R: Haben Sie noch Kontakte nach Russland?

BF1: Nein, ich habe überhaupt keine Kontakte.

R: Wann haben Sie mit der Maturaschule begonnen und was haben Sie nach der Polytechnischen Schule gemacht?

BF1: Ich wollte mich für bereits für das letzte Semester anmelden, habe aber einen Anmeldetermin versäumt. Zwischenzeitig war ich daheim und habe mein Deutsch zu perfektionieren versucht. Ich bin vier Tage/Woche - außer Freitag - ganztags in der Schule. Ich arbeitete vor Weihnachten ehrenamtlich im XXXX Museum. Dort sagte man mir, dass ich einen Nebenjob haben könne, sobald ich einen Aufenthaltstitel habe. Ich habe berufspraktische Tage im Kindergarten und in einer Tierarztpraxis absolviert. Ich war auch in XXXX in einem Schmuckgeschäft als Schnupperlehrling. Ich habe auch einen Tag in einem Restaurant als Kellnerin gearbeitet. Manchmal helfe ich auch unserem Vermieter.
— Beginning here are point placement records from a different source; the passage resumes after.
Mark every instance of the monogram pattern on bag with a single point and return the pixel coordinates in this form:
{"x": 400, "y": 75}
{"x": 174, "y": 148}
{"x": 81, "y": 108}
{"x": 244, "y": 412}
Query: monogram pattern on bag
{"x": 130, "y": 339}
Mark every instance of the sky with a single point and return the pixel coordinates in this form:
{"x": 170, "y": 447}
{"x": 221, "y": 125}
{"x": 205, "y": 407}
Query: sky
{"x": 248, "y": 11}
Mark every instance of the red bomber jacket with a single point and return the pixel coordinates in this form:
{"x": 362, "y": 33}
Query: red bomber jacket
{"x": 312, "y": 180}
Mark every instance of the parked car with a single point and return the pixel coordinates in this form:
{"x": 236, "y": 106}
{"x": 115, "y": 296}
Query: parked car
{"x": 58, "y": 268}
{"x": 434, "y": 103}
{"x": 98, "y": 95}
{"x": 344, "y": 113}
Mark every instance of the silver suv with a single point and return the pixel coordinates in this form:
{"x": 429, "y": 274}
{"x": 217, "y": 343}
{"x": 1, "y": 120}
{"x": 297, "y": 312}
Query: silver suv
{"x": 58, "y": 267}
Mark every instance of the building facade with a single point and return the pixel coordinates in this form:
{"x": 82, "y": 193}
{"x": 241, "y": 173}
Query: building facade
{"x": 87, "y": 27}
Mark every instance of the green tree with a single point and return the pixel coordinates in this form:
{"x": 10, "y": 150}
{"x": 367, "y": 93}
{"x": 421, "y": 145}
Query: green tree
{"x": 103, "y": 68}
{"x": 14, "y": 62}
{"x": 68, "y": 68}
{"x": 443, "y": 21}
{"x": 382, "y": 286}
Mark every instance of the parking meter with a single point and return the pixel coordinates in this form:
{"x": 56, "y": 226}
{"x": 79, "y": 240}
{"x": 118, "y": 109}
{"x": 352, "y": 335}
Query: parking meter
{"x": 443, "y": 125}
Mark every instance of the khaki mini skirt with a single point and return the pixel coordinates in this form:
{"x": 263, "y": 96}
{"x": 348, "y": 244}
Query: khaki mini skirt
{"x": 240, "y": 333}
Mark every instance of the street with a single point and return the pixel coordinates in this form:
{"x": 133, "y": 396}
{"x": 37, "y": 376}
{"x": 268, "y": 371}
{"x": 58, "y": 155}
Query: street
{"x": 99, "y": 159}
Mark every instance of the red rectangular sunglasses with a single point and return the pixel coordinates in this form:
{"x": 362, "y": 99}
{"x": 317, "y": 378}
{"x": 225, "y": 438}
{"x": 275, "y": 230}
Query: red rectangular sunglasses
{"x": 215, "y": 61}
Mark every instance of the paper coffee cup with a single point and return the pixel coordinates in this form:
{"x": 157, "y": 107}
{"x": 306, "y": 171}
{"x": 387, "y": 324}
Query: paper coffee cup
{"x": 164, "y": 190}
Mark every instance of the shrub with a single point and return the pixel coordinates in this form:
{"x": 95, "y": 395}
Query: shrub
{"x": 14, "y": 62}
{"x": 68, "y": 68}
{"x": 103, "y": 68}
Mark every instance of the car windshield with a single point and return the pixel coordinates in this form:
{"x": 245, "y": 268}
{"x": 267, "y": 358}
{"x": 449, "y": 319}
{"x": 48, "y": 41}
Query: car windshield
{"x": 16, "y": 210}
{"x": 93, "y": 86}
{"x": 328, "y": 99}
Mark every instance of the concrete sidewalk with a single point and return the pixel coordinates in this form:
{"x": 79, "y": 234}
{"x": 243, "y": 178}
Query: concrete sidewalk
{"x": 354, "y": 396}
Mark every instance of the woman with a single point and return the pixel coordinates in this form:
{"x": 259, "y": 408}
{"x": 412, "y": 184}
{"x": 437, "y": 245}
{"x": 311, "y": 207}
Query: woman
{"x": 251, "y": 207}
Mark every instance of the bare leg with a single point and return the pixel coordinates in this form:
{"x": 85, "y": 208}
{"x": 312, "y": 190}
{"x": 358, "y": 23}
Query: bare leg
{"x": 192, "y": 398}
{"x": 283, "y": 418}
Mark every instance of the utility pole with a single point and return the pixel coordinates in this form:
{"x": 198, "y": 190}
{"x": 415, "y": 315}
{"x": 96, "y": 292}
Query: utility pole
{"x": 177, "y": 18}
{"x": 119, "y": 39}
R: Gesetzt den Fall, Sie hätten eine Arbeitsgenehmigung. Hätten Sie schon einen potentiellen Arbeitgeber im Auge?

BF1: Ja, ich könnte in einem neuen Gasthaus in XXXX als Kellnerin arbeiten oder in XXXX als Kellnerin.

R: Zur Nachreichung von weiteren Integrationsunterlagen wird ebenfalls eine Frist bis 16.04.2018 eingeräumt.

R: Vorgelegt wird das Länderinformationsblatt der Staatendokumentation betreffend die Russische Föderation (Stand 21.07.2017). Ein Exemplar wird der BFV übergeben. Möchten Sie eine Stellungnahme abgeben?

Die BFV ersucht um eine Frist zur Stellungnahme bis 16.04.2018. Diese wird gewährt.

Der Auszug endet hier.